Neuerdings betrifft dies vorrangig die „gekauften“ Kapitalgesellschaften, in denen die Mutter wiederum zu einem Aktionär wird und „rausholen“ will. Jeder kennt die Auswüchse des „Kaputtsanierens“. Damit wird dem von Jürgen Schrempp propagierten Begriff des „Shareholder Value“ nachgekommen. Die Firmenleitung ist letztlich den Aktionären Rechenschaft schuldig. Auch der Kleinaktionär sollte sich dessen bewusst sein, dass er in Fonds das Stimmrecht an Banken delegiert und damit auch in gewisser Weise die Verantwortung abgibt und sein Interesse auf reine Zahlen reduziert. Die bösen Fonds setzen (auch) sein Interesse um.

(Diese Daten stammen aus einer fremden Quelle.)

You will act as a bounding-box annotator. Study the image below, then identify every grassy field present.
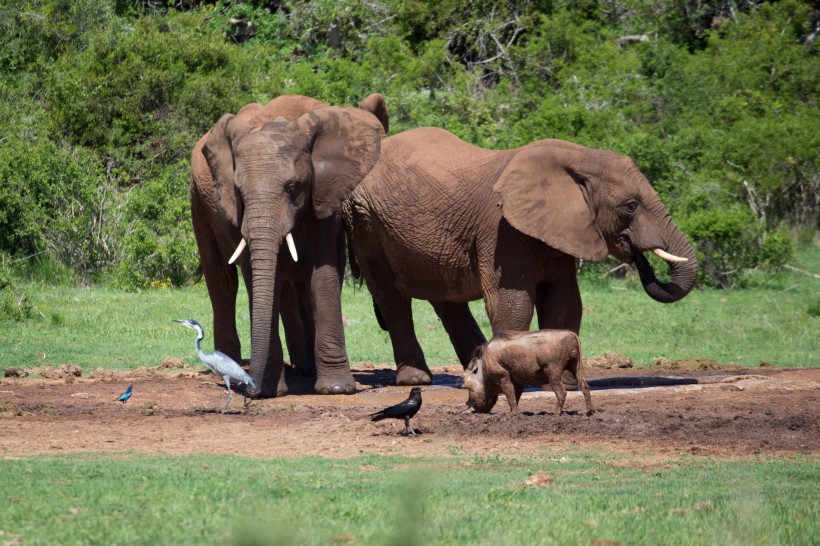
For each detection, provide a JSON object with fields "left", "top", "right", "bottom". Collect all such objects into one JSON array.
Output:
[
  {"left": 0, "top": 451, "right": 820, "bottom": 545},
  {"left": 0, "top": 246, "right": 820, "bottom": 371}
]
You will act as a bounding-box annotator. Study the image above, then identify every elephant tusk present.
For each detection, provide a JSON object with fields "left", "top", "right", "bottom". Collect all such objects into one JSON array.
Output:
[
  {"left": 228, "top": 237, "right": 248, "bottom": 265},
  {"left": 285, "top": 233, "right": 299, "bottom": 262},
  {"left": 652, "top": 248, "right": 689, "bottom": 262}
]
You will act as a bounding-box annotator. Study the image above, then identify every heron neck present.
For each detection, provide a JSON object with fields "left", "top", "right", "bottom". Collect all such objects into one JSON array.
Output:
[{"left": 196, "top": 329, "right": 205, "bottom": 360}]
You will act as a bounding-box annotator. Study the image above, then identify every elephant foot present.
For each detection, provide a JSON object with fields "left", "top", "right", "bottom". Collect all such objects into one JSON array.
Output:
[
  {"left": 313, "top": 370, "right": 356, "bottom": 394},
  {"left": 245, "top": 370, "right": 288, "bottom": 400},
  {"left": 396, "top": 364, "right": 433, "bottom": 386}
]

Wo bleibt mein Gewinn. Gewinn, der sich in der Dividende und Kursdifferenzen wiederfinden sollte. Indem die kurzfristig orientiert eingestellten Manager Arbeitskräfte freisetzen oder Produktionen in Billiglohnländer verlagern oder Druck auf Zulieferer ausüben, die ihrerseits dann Kosten sparen, kommen sie ihrerseits dem „Druck von oben“ nach...die Zahlen stimmen.
Was man hier noch erwähnen kann ist, dass ein Arbeitnehmer, der Aktien an seiner oder anderen AG´s hält, sich einerseits als Mini-Unternehmer fühlt und andererseits eine gewisse Ambivalenz verspürt, wenn er in seiner oder andere in „seiner“ Firma streiken oder sich gewerkschaftlich organisieren. Nicht nur der eine ist neidisch auf den anderen, wenn der streikt, sondern „der solle sich gefälligst zusammenreißen“, denn das ist alles mein Geld (was er mir mit deinem Streik wegnimmt). Der Kleinaktionär wird damit in gewisser Weise an das System gefesselt und gräbt sich und anderen Mitbestimmungsrechte, Handlungsspielraum und Arbeit ab. Damit ist der Kleinaktionär am Verlagern der Arbeit ins Ausland und der Brutalisierung des Arbeitsmarktes auch Schuld.
...und das alles, weil er dem regenbogenfarbigen Schimmer des Gewinns und dem Glanz, der mit dem Titel "Aktionär“ auf seine Persönlichkeit fällt zum Opfer fiel.